I’m almost done with my first week at The University of North Carolina at Greensboro’s algorithms and combinatorics REU, and I’ve also had my first experience with the Contego R900 FM system.

For some reason, I’m particularly prone to worrying about technical difficulties, so I’m happy to report that the Contego R900 certainly works. It’s been particularly useful this past week given that my research advisor is relatively soft-spoken and has a high-pitched accent. As part of the REU schedule, she gave — in the span of two days — a total of seven research talks, each of which was about 45 minutes long. Fortunately, the FM system made it so that strictly understanding what she was saying was generally not the limiting factor in how much material I could comprehend from the presentations.

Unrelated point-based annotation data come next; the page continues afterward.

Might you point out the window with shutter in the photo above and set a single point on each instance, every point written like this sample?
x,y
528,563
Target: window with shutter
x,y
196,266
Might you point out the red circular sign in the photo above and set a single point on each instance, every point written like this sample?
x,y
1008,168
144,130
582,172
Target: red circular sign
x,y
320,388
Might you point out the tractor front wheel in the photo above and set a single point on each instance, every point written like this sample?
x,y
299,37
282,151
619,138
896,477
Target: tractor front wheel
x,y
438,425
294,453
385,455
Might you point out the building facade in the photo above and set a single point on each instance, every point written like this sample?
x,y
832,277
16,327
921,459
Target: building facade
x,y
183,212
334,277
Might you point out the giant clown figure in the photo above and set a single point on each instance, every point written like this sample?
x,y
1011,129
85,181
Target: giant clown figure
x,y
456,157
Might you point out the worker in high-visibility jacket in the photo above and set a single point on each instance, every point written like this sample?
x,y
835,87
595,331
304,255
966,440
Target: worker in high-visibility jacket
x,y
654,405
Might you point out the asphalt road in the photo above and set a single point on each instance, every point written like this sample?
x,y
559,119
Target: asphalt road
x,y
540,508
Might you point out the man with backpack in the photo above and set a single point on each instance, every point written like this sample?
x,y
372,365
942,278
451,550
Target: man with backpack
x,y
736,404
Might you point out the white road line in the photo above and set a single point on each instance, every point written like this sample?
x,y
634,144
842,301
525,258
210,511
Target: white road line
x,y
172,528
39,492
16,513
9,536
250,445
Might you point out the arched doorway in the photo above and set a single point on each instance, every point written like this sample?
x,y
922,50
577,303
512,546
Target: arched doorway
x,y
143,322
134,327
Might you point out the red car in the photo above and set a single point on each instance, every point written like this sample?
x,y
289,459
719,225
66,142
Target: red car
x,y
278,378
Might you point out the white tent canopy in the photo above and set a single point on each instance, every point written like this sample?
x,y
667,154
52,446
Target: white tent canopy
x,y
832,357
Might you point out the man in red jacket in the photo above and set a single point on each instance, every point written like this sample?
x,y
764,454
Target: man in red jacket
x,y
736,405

As you can see in the picture I posted above, the Contego R900 system includes headphones and an inductive T-Coil loop. Until the time of this writing, I actually thought that the loop was just a lanyard, so I used headphones to connect to the receiver. In general, I don’t like headphones, because to me they aren’t aesthetically pleasing and it’s hard to align them with hearing aids to allow maximum benefit. They can also cause some feedback, that classic “ringing” noise that every hearing-aid user knows. The man at Greensboro who provided me with the materials actually said that most people who use this system don’t even wear it with hearing aids. Later that day, I ran a quick test with a YouTube video on my laptop and using the FM system (which I placed on the laptop) without hearing aids. I had to churn up the receiver’s volume to its maximum level in order to obtain a reasonable level of hearing, so using the system without hearing aids was not an option for me.

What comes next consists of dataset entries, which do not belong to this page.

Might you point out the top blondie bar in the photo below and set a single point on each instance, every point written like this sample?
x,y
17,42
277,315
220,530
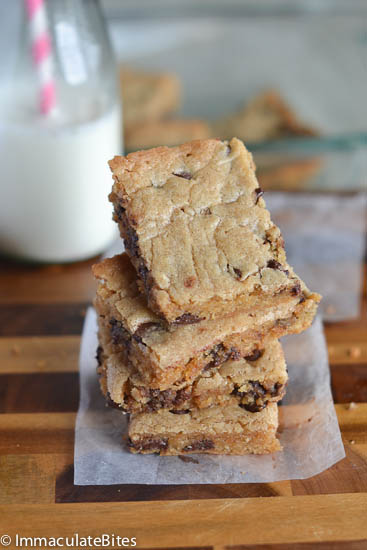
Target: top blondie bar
x,y
197,230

I ended up putting the headphones just above the top of my hearing aids. Fortunately, they remained in place and caused no ringing.

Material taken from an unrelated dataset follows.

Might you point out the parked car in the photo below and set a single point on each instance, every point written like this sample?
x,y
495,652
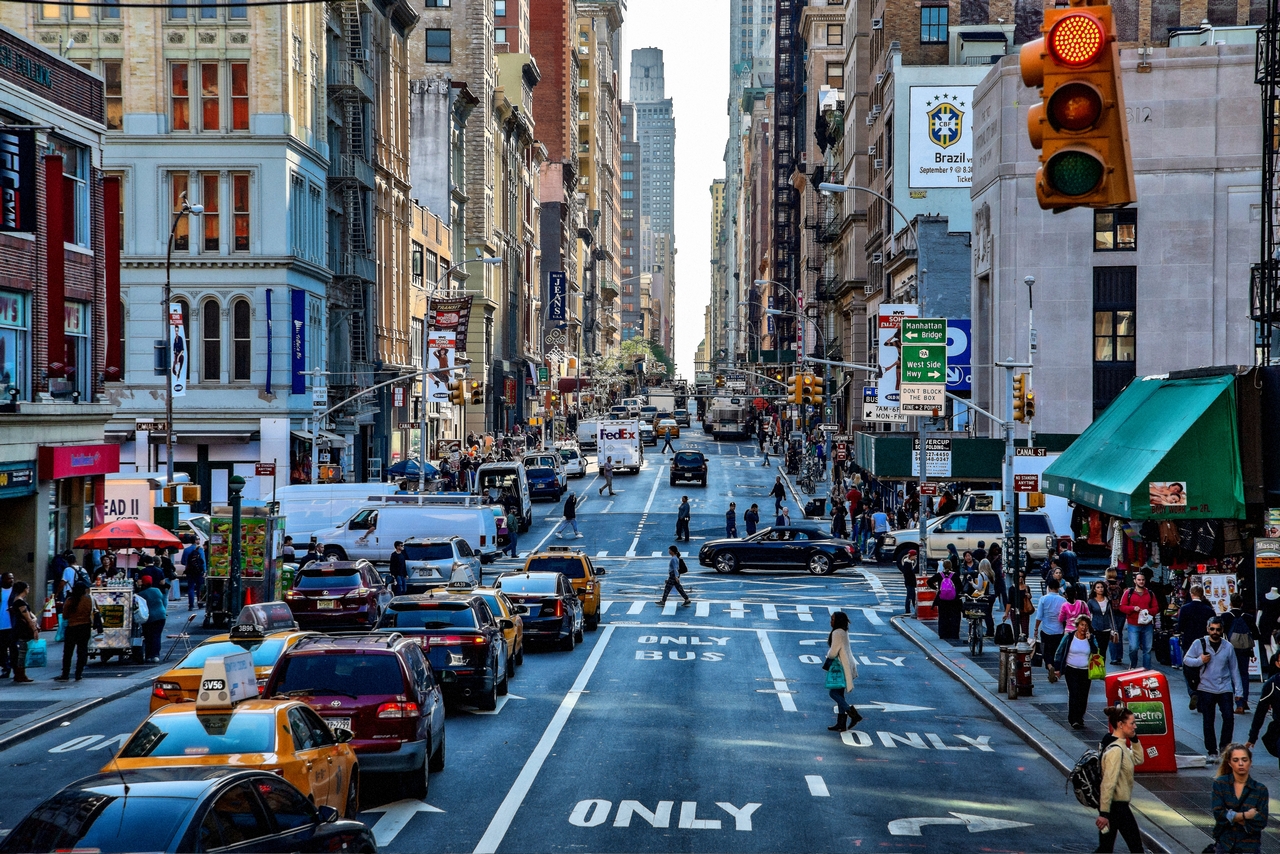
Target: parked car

Nonetheless, I’m going to switch to using the T-Coil loop in the future. I again ran some tests using my laptop, and it’s pretty weird how it works. The loop is made so that a person essentially has to be wearing it as if it were a lanyard in order to benefit from increased transmission.

I’m looking forward to using the Contego R900 in the remaining seven weeks of the REU. Later in the summer, I’ll probably write up a long comparison between the Contego R900 and the Phonak Smartlink FM systems.